By the end of the lessons, students will be able to:
- Understand that everyone can practice mindful art
- See art as a possible coping skill
Using art as a mindfulness tool can provide a uniquely accessible opportunity to let the mind wander freely while focusing attention on a simple, engaging task – it is a ‘hack’ for present moment awareness. By providing students the chance to get hands-on with art we provide them with a fun and concrete experience that they can use to self-regulate during times of escalation. It provides a tangible coping strategy that students can use at home, at their desks, or any other time they need to calm down.

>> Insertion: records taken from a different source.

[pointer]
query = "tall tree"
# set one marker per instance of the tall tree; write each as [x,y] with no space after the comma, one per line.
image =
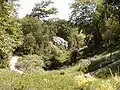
[41,10]
[10,34]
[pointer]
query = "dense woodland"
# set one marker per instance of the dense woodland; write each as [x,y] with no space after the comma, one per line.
[92,33]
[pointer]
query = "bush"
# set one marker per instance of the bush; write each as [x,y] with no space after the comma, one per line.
[30,63]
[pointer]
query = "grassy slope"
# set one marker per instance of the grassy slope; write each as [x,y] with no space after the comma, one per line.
[68,79]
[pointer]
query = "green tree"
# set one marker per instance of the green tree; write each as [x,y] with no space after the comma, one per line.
[41,10]
[10,33]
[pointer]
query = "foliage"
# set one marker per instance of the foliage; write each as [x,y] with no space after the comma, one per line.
[41,10]
[11,36]
[31,63]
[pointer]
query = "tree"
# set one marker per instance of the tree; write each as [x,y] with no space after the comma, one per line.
[10,34]
[41,10]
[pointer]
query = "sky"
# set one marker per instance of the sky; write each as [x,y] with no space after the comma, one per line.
[61,5]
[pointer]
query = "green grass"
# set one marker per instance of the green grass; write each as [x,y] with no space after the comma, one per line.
[67,79]
[52,80]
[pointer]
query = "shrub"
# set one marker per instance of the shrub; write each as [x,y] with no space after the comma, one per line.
[31,63]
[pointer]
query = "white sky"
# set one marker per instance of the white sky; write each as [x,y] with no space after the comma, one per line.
[61,5]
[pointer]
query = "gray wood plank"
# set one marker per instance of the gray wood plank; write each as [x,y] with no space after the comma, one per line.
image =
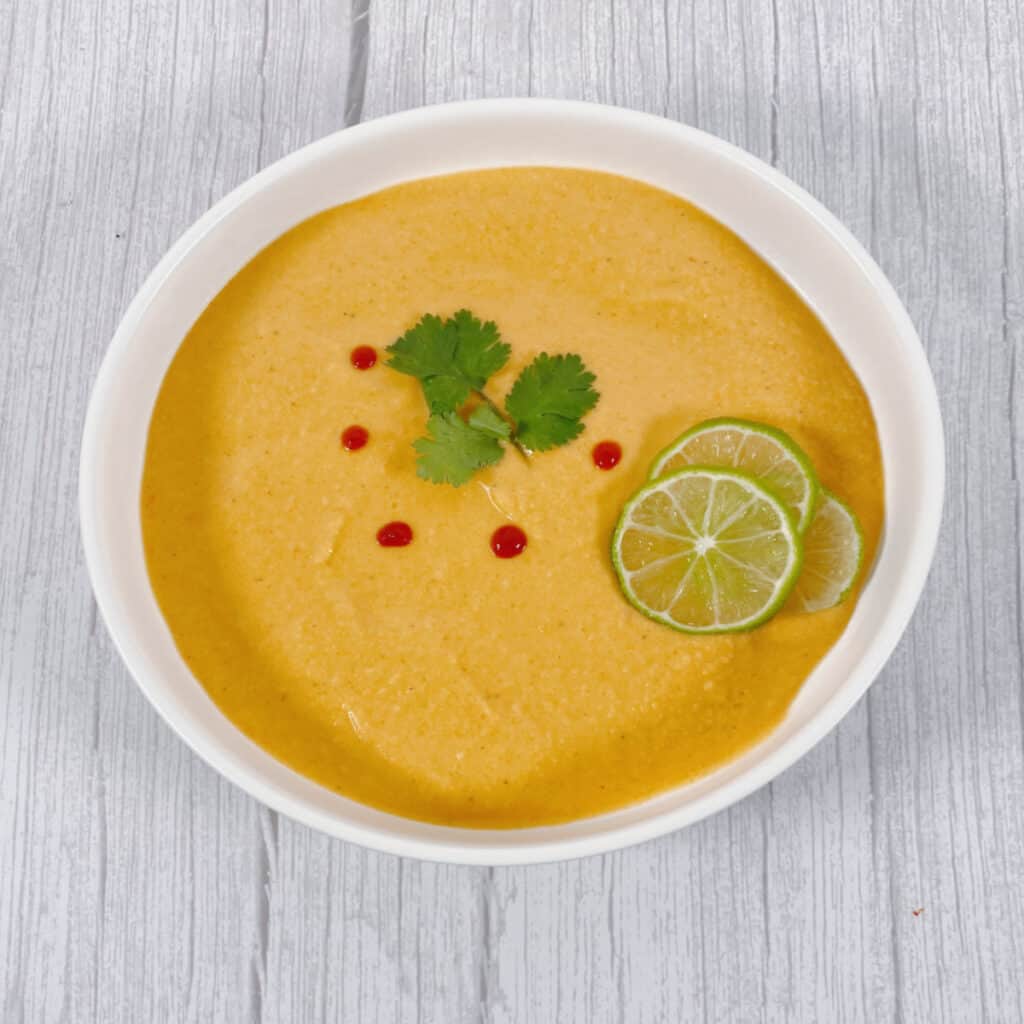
[799,903]
[135,885]
[132,880]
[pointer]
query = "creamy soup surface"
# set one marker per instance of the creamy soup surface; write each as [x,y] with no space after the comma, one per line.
[435,680]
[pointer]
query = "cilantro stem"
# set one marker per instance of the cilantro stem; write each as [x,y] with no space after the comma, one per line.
[498,411]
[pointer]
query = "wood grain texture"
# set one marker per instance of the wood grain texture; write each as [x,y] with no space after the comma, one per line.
[136,885]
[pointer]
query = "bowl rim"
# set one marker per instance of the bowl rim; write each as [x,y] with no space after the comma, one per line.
[457,845]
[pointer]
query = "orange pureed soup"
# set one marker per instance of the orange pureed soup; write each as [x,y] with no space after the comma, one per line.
[435,680]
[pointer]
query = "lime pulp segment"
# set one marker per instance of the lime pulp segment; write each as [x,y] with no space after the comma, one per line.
[834,551]
[766,453]
[707,550]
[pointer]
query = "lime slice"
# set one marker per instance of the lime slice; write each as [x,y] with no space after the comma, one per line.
[707,550]
[771,456]
[834,551]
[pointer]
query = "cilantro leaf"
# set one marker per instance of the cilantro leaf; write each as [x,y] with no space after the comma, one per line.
[451,358]
[454,450]
[485,419]
[549,399]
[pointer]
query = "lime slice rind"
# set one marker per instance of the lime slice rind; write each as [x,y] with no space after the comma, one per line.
[834,554]
[678,573]
[766,453]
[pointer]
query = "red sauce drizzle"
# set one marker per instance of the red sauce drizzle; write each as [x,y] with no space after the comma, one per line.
[364,356]
[354,437]
[507,542]
[394,535]
[607,455]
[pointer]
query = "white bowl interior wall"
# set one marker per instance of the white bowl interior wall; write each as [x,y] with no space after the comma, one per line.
[803,242]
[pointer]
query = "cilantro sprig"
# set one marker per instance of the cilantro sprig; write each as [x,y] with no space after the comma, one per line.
[453,359]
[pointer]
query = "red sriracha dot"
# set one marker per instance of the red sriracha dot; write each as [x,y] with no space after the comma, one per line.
[354,437]
[607,455]
[394,535]
[507,542]
[364,357]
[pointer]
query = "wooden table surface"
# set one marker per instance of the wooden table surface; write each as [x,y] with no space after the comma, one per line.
[882,879]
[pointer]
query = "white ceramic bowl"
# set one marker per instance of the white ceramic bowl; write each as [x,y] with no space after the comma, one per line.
[785,225]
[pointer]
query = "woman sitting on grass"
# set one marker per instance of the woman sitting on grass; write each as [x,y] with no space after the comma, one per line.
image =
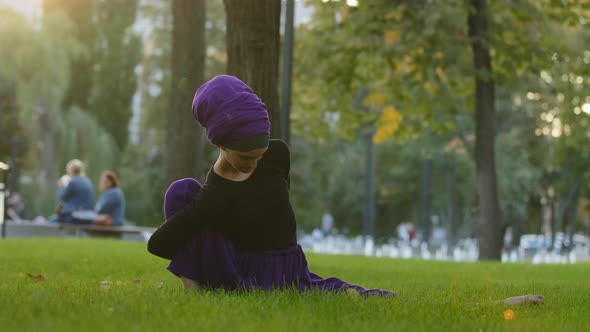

Start with a moment of mindfulness in which a student picks a breath they have learned and lead the class. Then lead a brief conversation on how art can be used as a coping skill as well as a mindfulness tool. For this lesson, to allow time for completing the arts and crafts activity, there is NO Munchy and Jumpy story. Consider telling your students in advance to help reduce disruption from the change in routine. Students practice mindful art by “drawing their breath.” Students discuss the experience and end by reflecting in their journals.
This lesson does not require any real modifications for online learning. Students will just need to have a piece of paper and any type of art supplies at home (a pen or pencils, markers, crayons, colored pencils, etc.). See the additional activities for more options of mindful art activities that students can do at home on their own time with minimal materials required.
If you have students who are up for the task, start with a student-led mindful moment. At this point in the year, students have learned quite a few different techniques. Have a student turn on their cameras and microphones and lead a mindfulness practice for the rest of the class.
Lead a mindful moment of your chosen from a previous lesson or one you made up.
Self-awareness: The abilities to understand one’s own emotions, thoughts, and values and how they influence behavior across contexts. This includes capacities to recognize one’s strengths and limitations with a well-grounded sense of confidence and purpose.
Self-management: The abilities to manage one’s emotions, thoughts, and behaviors effectively in different situations and to achieve goals and aspirations. This includes the capacities to delay gratification, manage stress, and feel motivation & agency to accomplish personal/collective goals.